Diagnostics to watch
Use the built-in metrics to quantify risk:
Max Drawdown – worst peak-to-trough equity loss
Sharpe and Sortino – volatility and downside-adjusted return
VaR 95 percent and CVaR – tail risk measures from the realized distribution
Alpha and Beta – relationship to your chosen benchmark
If you would like to check out the original performance metrics script with multiple assets with a better explanation on all metrics please see
Monte Carlo exploration
When enabled, the forecast draws many synthetic paths from your realized daily returns:
Choose a horizon and a number of runs
Review the bands: p5 to p95 for a wide risk envelope; p16 to p84 for a narrower range; p50 as the median path
Use the table to read the expected return over the horizon and the tail outcomes
Remember it is a sketch based on your recent distribution, not a predictor
Concrete examples
Example A: Modest martingale
Base 10 percent, factor 1.25, cap 40 percent, RSI>50 signal. You will see small escalations on 2 to 4 loss runs and frequent resets. The equity curve usually remains smooth unless the signal enters a prolonged wrong-way regime. Max DD may rise moderately versus fixed sizing.

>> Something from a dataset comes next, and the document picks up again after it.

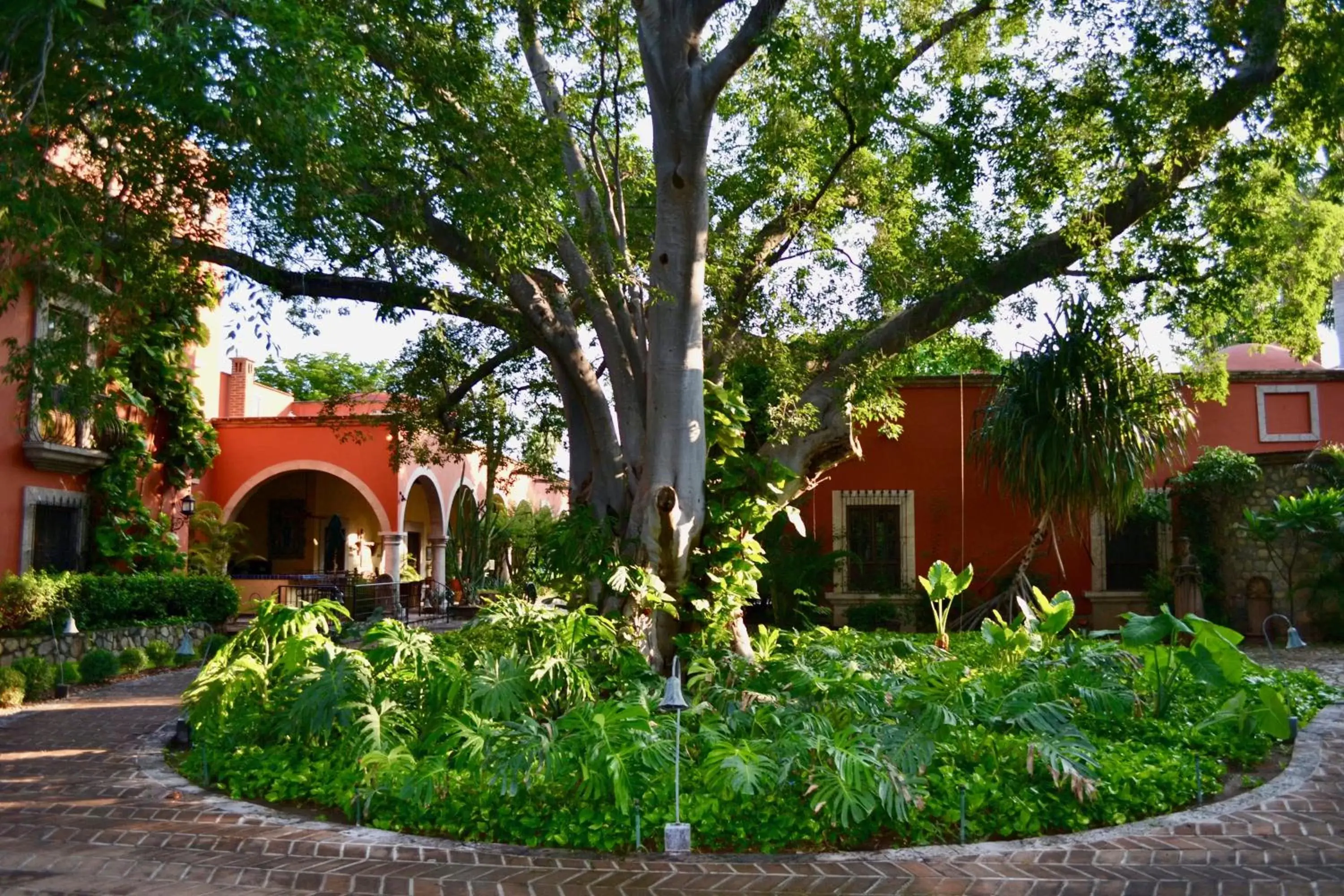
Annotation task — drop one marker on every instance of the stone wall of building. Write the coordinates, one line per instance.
(116, 640)
(1248, 566)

Example B: Aggressive martingale
Base 15 percent, factor 2.0, cap 60 percent, EMA cross signal. The curve can look stellar during favorable regimes, then a single extended streak pushes allocation to the cap, and a few more losses drive deep drawdown. CVaR and Max DD jump sharply. This is a textbook case of high tail risk.
Strengths
Bar-by-bar, transparent computation of equity from stance and size
Explicit handling of wins, losses, streaks, and caps
Portable signal inputs so you can A–B test ideas quickly
Risk diagnostics and forward uncertainty visualization in one place
Example, Rolling Max Drawdown
Limitations and important notes
Martingale sizing can escalate drawdowns rapidly. The cap limits position size but not the possibility of extended adverse runs.
No commissions, slippage, margin interest, borrow costs, or liquidity limits are modeled.

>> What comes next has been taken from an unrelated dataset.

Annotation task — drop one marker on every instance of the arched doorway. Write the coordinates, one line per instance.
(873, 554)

Signals are evaluated on closes. Real execution and fills will differ.
Monte Carlo assumes independent draws from your recent return distribution. Markets often have serial correlation, fat tails, and regime changes.

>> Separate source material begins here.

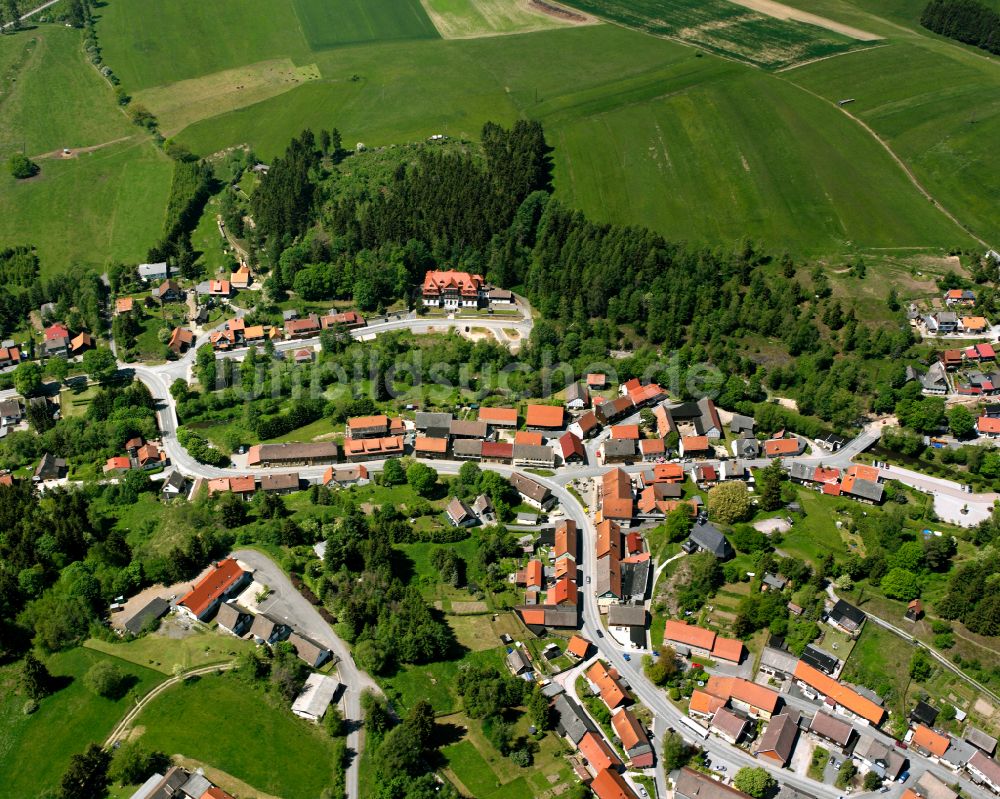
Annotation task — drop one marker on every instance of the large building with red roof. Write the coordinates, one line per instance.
(225, 579)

All results are hypothetical. Use this as an educational tool, not a production risk engine.
Practical tips
Prefer gentle factors such as 1.1 to 1.3. Doubling is usually excessive outside of toy examples.
Keep a strict cap. Many users cap between 20 and 40 percent of equity per leg.
Stress test with different start dates and subperiods. Long flat or trending regimes are where martingale weaknesses appear.
Compare to an anti-martingale (increase after wins, cut after losses) to understand the other side of the trade-off.
If you deploy sizing live, add external guardrails such as a daily loss cut, volatility filters, and a global max drawdown stop.
Settings recap
Backtest start date and initial capital
Initial allocation, increase-after-loss factor, max allocation cap
Signal source selector
Trading days per year and risk-free rate
Benchmark symbol for Alpha and Beta
UI toggles for equity, buy and hold, labels, metrics, PnL, and drawdown
Monte Carlo controls for enable, runs, horizon, and result table
Final thoughts
A martingale is not a free lunch. It is a way to tilt capital allocation toward losing streaks. If the signal has a real edge and mean reversion is common, careful and capped escalation can reduce time-to-recovery. If the signal lacks edge or regimes shift, the same rule can magnify losses at the worst possible moment. This simulator makes those trade-offs visible so you can calibrate parameters, understand tail risk, and decide whether the approach belongs anywhere in your research workflow.